The smoke was visible from 3 miles away on that cold Saturday four years ago, a sure sign that the fire would consume everything — including Bob Dorsey’s consulting and information technology business, R. Dorsey & Co.
But thanks to good preparation, the data that was absolutely crucial to Dorsey’s business were secure, even if all the computers and furnishings in his Grandview Heights office were a complete loss.
“We had a safe off-site data center,” Dorsey said. “So by Sunday, we were in (borrowed) offices. On Monday, we were back in operation, and we were able to put invoices out on Tuesday morning as usual.”
As storm season roars in again, tech-disaster preparations such as those that Dorsey made before that epic fire are at the top of businesses’ to-do list — or should be.
The losses can be utterly devastating if they aren’t.
Most companies that experience a computer outage lasting for more than 10 days will never fully recover financially, and at least 50
percent of those companies will be out of business within five years, according to a Pepperdine University study. Fewer than 10 percent of businesses completely recover from such lengthy outages.
“It’s really frightening,” said Anil Vadhi, the owner of CMIT Solutions on the Northwest Side, an IT service provider for small to midsize businesses. “People don’t realize the effect of a massive data loss. They think, if it ain’t broken, why bother? Then data crashes, and they have no backup and no way of recovering the data. It really leaves a business at risk.”
Even businesses with backup plans sometimes don’t think through their disaster preparations, said C. Matthew Curtin, founder of Interhack, a Columbus-based forensic computing firm.
“I’ve seen people who keep backups in basements, then the backups get completely flooded,” Curtin said. “Another one I’ve seen, there was a fire in their server room and it literally burned up a critical server, and it burned the backup tape in the drive.”
After that company got a replacement server, there was still trouble. “They loaded all the software from their vendors and then they loaded some tapes they had off-site,” Curtin said. “But it turned out the last two years of backup were blank. They had been doing weekly backups for two years, but nobody checked to find out if the backup was working.
“Yeah. That was bad.”
Small businesses tend to be most vulnerable, because the few people on the staff wear so many hats.
“There’s usually one guy who handles the system, so what happens if that guy is on vacation or sick?” Curtin said. “Or what happens if he gets hostile? I know of a small company where a guy held the passwords hostage. Weather is one of the things that can trigger a contingency plan, but there are plenty of other things that can have a similar effect.”
Even larger businesses and government agencies can slip up on basic data protection plans, said Michael Mata of Netwave Corp., which manages and secures data for businesses.
“It’s kind of scary when you look inside people’s networks,” Mata said. “It’s one thing if it’s a simple business. That impacts employees, customers. But it’s another thing if it’s a hospital or a government agency, like police or fire.”
But government agencies, hospitals and other critical organizations tend to be less-vulnerable to massive data losses from disasters than businesses, said Larry Mead, principal at Worthington Partners, a management-consulting firm.
“Government has been way ahead of the private sector on this,” Mead said. “The first World Trade Center bombing (in 1993) really galvanized the government.

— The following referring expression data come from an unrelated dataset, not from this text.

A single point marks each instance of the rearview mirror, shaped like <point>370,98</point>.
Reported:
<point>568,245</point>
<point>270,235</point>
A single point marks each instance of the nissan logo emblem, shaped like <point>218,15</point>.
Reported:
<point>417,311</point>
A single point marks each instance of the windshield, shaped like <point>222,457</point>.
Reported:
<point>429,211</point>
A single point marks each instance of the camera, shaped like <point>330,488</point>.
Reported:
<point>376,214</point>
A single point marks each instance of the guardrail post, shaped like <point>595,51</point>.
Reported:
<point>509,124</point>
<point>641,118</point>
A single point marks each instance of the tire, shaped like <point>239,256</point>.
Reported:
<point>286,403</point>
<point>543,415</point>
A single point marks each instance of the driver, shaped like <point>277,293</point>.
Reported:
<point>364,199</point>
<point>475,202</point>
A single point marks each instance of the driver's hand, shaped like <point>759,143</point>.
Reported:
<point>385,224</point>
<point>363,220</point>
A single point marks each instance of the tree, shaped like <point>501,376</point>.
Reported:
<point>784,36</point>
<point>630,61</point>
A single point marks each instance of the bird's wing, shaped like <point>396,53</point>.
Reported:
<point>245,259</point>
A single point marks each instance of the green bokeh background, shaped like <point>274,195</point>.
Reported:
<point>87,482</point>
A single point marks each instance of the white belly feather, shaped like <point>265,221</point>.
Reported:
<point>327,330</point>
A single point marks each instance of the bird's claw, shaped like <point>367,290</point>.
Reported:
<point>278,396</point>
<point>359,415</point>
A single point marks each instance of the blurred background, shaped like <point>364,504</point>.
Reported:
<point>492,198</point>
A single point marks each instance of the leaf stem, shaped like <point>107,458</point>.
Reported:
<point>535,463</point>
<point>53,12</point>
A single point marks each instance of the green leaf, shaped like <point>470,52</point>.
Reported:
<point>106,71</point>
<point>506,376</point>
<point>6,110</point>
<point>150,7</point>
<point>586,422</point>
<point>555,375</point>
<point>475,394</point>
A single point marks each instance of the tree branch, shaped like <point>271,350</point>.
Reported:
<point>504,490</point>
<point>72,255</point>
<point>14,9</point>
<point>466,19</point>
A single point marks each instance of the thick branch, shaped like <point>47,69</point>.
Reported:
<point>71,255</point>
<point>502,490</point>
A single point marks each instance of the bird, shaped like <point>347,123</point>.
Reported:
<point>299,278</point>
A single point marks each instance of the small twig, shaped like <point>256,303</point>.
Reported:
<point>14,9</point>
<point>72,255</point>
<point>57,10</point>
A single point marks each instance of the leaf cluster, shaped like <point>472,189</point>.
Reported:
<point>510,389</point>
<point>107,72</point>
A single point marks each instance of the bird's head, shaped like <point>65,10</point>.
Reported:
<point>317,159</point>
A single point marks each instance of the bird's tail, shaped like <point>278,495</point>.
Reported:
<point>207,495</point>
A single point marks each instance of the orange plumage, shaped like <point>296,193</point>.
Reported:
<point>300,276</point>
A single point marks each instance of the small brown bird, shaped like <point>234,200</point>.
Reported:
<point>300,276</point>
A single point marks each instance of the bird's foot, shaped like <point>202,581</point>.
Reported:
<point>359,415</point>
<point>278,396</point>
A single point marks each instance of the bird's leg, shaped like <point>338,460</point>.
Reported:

Business was slower to pick up on it. Everyone really started to look at the problem more closely in the ramp-up to Y2K.”
The rapid proliferation of companies that specialize in data protection is starting to improve the percentage of businesses that survive disasters. “But there’s no real silver-bullet design that will fit everyone’s needs,” said Rick Vanover, product strategy specialist at Veeam Software, a Columbus-based information-technology and software company.
Moving data off-site — to the cloud — has become an increasingly common part of tech-disaster plans as well as a big part of regular operations.
“We’re seeing a shift in data centers to virtual machines,” Vanover said. “It’s a great way to keep costs down.” And, in case of disaster at a company’s main office, it usually allows for a seamless transition to recovery.
However, while moving to the cloud has advantages, “The problem is it means that there’s a big, single point of failure for a lot of businesses,” Vanover said. Thus, if a tornado or flood imperils the offsite server that hosts the data, it won’t matter if the disaster passes the host’s dozens of clients by — in fact, they all will be in big trouble.
“I have one client who is completely on the cloud,” Mead said. “I asked him, where are they located? So we’re doing a continuity plan with their service provider, too.”
For Dorsey, recovery after the devastating fire came quickly in the tech area, but not as quickly or smoothly in other arenas.
“We found that people saw the news and thought we were out of business. So we had to get the word out that we were still in business.”
And even though Dorsey’s company survived, it took a long while to fully recover financially. “ The good news is that the cost of the technology side of disaster recovery is down 90 percent from five years ago,” he said, but his company’s $2.6 million insurance claim for the 2009
fire took until October 2012 to be completely resolved.
That’s why, he said, “Disaster recovery can be like root canal or it can be fun.”